展示会の布の準備のために、毎日布の部屋で時間を過ごす。

もう何度も展示会を経験した布は、そのたびに輝いてゆくよう。



細長いスレンダー(肩掛け)はティモール島のヌンコロ地方の布で、

ごあごあの手紡ぎ木綿に、けして上手とはいえない幾何学模様が縫取織の技法で経縞の間に織り込まれている。

そしてどうしたらこんな頑丈に腰機で織られた布に?と不思議に思うほどの大きな穴があいている。

なんとも緩むような愛嬌とそれでいて強靭さを思わせる布は、太陽と大地にその身を晒して仕事をする人と共にあったのだろう。

そんな布を今布部屋で手元にしている。



小さな傷であればタテとヨコに糸を入れればすむが、こんな大きな穴ではそうはいかない。

この穴を繕うための協力者を探さなくては。

その役目を申し出てくれたのはスマトラ島のミナンカバウの端裂で、細い糸の繊細な織りは藍に白の格子が入り、

もう手をかけてあげることが出来ないほどボロボロになった小さな姿には、老いて端裂になってもなお洗練された上品さがあった。

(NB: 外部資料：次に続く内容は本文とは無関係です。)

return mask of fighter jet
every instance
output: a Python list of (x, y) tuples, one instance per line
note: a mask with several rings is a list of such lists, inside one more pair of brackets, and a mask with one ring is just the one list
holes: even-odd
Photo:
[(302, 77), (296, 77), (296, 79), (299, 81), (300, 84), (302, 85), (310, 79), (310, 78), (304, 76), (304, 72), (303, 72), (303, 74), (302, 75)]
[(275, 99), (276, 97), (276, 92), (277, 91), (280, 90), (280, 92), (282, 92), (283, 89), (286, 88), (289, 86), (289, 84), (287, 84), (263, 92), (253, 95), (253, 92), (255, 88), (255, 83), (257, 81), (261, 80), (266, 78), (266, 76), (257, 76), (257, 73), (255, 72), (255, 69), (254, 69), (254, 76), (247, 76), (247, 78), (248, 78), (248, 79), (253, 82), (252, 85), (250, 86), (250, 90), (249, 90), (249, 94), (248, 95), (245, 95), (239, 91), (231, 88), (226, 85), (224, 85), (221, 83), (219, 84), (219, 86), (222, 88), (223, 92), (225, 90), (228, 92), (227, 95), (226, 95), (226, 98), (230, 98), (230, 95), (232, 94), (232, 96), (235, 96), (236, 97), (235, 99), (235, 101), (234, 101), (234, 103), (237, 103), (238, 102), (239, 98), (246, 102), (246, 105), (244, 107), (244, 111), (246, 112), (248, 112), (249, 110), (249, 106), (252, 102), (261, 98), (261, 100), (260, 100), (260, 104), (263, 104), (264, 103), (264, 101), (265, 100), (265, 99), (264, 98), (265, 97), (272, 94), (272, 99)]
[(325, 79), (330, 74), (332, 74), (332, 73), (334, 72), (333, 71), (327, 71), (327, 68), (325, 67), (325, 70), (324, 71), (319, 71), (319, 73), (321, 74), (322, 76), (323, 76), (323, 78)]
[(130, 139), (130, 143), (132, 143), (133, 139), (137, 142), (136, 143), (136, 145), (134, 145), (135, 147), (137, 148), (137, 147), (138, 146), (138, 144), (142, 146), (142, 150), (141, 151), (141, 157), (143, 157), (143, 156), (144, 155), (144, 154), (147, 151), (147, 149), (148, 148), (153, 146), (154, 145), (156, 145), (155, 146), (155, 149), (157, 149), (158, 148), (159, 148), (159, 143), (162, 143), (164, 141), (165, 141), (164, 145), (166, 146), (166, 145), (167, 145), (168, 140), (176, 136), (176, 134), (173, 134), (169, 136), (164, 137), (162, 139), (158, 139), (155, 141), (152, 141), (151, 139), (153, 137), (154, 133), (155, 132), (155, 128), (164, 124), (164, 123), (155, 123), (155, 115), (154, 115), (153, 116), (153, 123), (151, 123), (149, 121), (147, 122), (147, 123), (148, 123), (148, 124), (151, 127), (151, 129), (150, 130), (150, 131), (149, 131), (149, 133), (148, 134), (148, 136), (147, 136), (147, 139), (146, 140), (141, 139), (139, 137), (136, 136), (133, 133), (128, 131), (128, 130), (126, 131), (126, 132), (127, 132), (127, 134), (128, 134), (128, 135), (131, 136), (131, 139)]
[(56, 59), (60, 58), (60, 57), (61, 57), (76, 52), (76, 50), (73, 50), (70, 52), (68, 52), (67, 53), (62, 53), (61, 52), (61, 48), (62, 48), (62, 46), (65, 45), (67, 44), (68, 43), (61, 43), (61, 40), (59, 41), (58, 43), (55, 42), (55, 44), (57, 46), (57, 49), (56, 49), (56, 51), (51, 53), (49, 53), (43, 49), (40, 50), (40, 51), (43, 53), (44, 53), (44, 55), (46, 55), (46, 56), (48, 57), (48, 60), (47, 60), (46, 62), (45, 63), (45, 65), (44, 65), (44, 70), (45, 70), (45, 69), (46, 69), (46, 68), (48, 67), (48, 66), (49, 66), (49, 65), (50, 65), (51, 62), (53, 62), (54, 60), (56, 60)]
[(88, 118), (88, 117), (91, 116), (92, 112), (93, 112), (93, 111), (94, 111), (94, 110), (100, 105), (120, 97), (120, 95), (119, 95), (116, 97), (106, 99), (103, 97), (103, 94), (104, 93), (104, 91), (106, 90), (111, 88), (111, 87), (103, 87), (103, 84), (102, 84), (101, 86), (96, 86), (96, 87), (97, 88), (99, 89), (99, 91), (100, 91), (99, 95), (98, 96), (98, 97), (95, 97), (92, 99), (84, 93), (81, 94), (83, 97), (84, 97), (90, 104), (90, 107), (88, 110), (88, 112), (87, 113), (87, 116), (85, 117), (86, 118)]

「あなたのような華奢な布はどのような暮らしをされていたのですか?」とティモールの布が問えば、

「あなたのような純朴な布はどのような島でどのような方と暮らしていたのですか?」とスマトラの布は問い返す。

そんな問答が聞こえてきそう。



布を、糸と針の力をかりて繕う。

ツクロウヌノとツクロワレルヌノでツクラレル。